COP26 wrap-up and what’s next for our climate change work
We look ahead to 2022 as another year for climate justice. SCIAF Advocacy Manager Geraldine Hill reflects on the COP26 and what lies ahead.
The world’s leaders and delegates from across the globe have come and gone from Glasgow. At SCIAF, we work tirelessly to address some of the world’s injustices. That’s why we are so invested in helping those suffering the worst effects climate change and will continue to do so this year.
As Catholics our faith inspires us to continue on this journey and the fight for climate justice, making every effort to ensure that the solutions benefit the poorest who need it most.
COP26 was a unique opportunity for SCIAF. Our goals were to campaign for policy change, educate and inspire action while the important conference was on our doorstep. We brought some of our international partners to Scotland to take part in the conference and speak directly to decisionmakers. Ten of partners who help deliver SCIAF’s projects in Malawi, Zambia and Colombia not only attended the conference and met with decisionmakers, but met with school children and pupils. We are very grateful for their support.
There is no doubt that the worst effects of climate change are being felt now by people in the poorest countries who have done little or nothing to cause this crisis. SCIAF’s partners shared how their communities are suffering from floods, droughts and subsequent food insecurity.

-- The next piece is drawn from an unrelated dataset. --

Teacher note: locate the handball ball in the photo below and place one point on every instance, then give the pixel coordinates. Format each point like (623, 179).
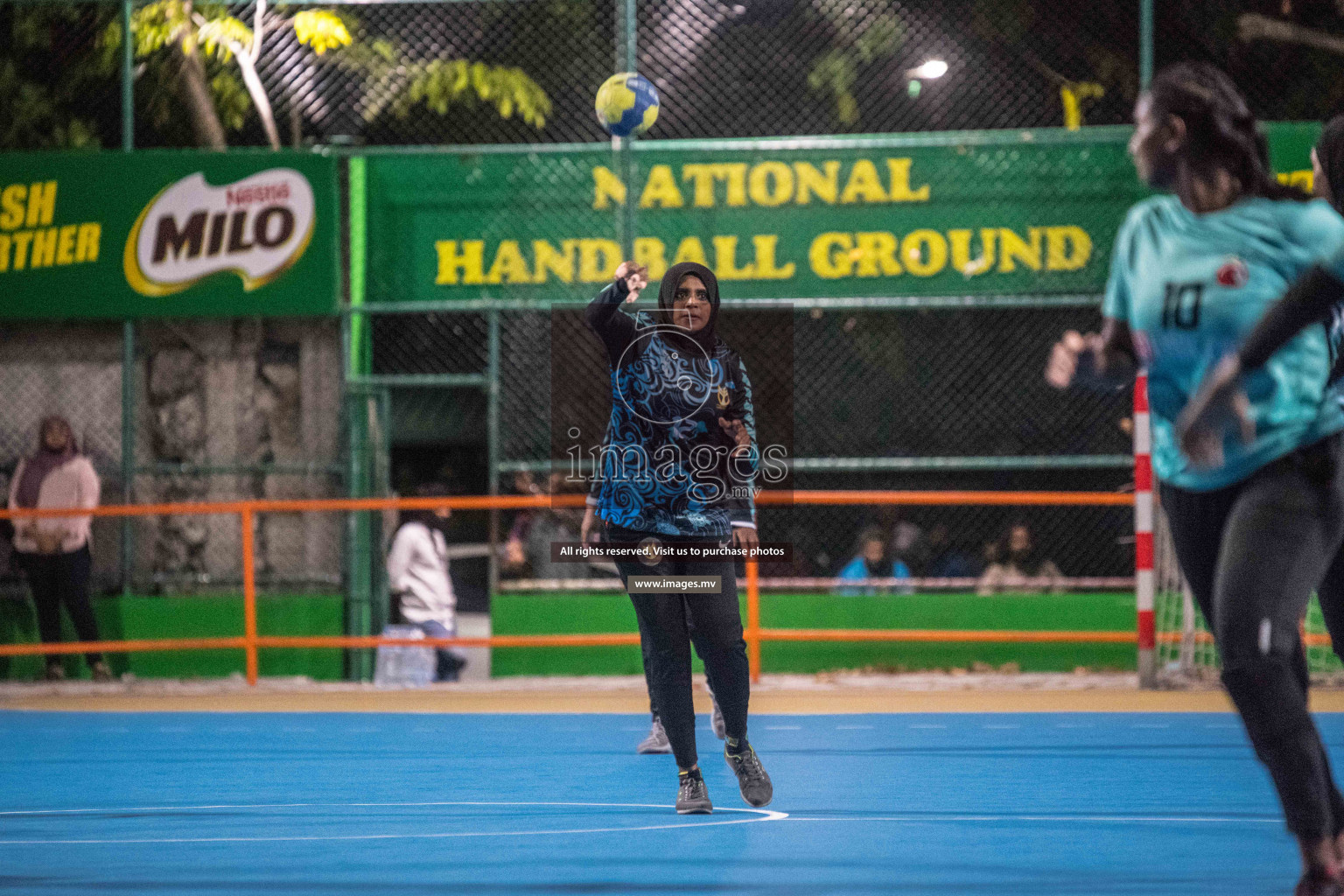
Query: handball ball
(626, 103)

In the months leading up to COP26, we developed a series of education resources for teachers of primary and secondary schools. This included Climate Justice reflections, games and activities. These were brought to life with visits from our partners to schools.
The Global Day of Action March saw tens of thousands of people come together in Glasgow and with SCIAF’s support, a number of schools across Scotland were represented. We thank everyone who got involved.
The final outcome of the conference was a mixed bag. Some progress was made in key areas, but much more needs to be done. A good development of COP was the spotlight on climate finance, with the Scottish Government championing climate finance for poor countries who are unable to adapt to the changing climate. Yet, despite all the commitments made, we are still not on track to 1.5 warming, and it is not clear how countries will manage to reach the commitments to reach net zero emissions they have already made.
And while the richest countries have a long-standing commitment to provide $100bn per year to developing countries to help them reduce their own emissions and adapt to the changing climate, COP still didn’t deliver this.
COP26 may be over, but SCIAF’s work continues. Here in Scotland, we will continue campaigning for change and educating young people. And across the world, we will continue supporting communities in the face of the Climate Emergency.
A recent poll found that climate change is now top in the list of concerns for the British public. In large part this is due to the work of civil society and global movements, and especially young people, in raising awareness and increasing levels of scrutiny. COP26 didn’t stop climate change; but it was never going to. There won’t be one moment when we avert climate catastrophe, but we will progress by taking many small steps together.